Quand il eut bien repassé tous ces noms dans sa mémoire, quand il les eut bien relus, bien étudiés, bien commentés sur ses listes, il secoua la tête.

— Non, murmura-t-il, aucun de ces ennemis n’aurait attendu patiemment et laborieusement jusqu’au jour où nous sommes, pour venir m’écraser maintenant avec ce secret. Quelquefois, comme dit Hamlet, le bruit des choses les plus profondément enfoncées sort de terre, et, comme les feux du phosphore, court follement dans l’air ; mais ce sont des flammes qui éclairent un moment pour égarer.
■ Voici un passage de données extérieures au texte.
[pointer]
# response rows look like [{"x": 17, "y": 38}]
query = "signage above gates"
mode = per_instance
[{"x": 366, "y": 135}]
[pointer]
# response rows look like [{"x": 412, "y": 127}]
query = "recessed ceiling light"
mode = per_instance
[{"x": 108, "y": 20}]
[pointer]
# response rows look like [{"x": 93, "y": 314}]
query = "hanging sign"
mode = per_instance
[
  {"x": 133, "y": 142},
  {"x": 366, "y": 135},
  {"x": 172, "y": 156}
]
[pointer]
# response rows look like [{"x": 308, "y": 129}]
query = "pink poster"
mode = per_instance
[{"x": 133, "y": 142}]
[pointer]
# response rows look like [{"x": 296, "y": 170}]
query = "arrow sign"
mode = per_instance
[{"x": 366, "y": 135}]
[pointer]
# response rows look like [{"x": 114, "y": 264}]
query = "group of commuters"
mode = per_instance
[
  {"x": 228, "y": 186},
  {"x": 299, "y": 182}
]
L’histoire aura été racontée par le Corse à quelque prêtre, qui l’aura racontée à son tour. M. de Monte-Cristo l’aura sue, et pour s’éclaircir…

Mais à quoi bon s’éclaircir, reprenait Villefort après un instant de réflexion ; quel intérêt M. de Monte-Cristo, M. Zaccone, fils d’un armateur de Malte, exploiteur d’une mine d’argent en Thessalie, venant pour la première fois en France, a-t-il de s’éclaircir d’un fait sombre, mystérieux et inutile comme celui-là ? Au milieu des renseignements incohérents qui m’ont été donnés par cet abbé Busoni et par ce lord Wilmore, par cet ami et par cet ennemi, une seule chose ressort claire, précise, patente à mes yeux : c’est que dans aucun temps, dans aucun cas, dans aucune circonstance, il ne peut y avoir eu le moindre contact entre moi et lui.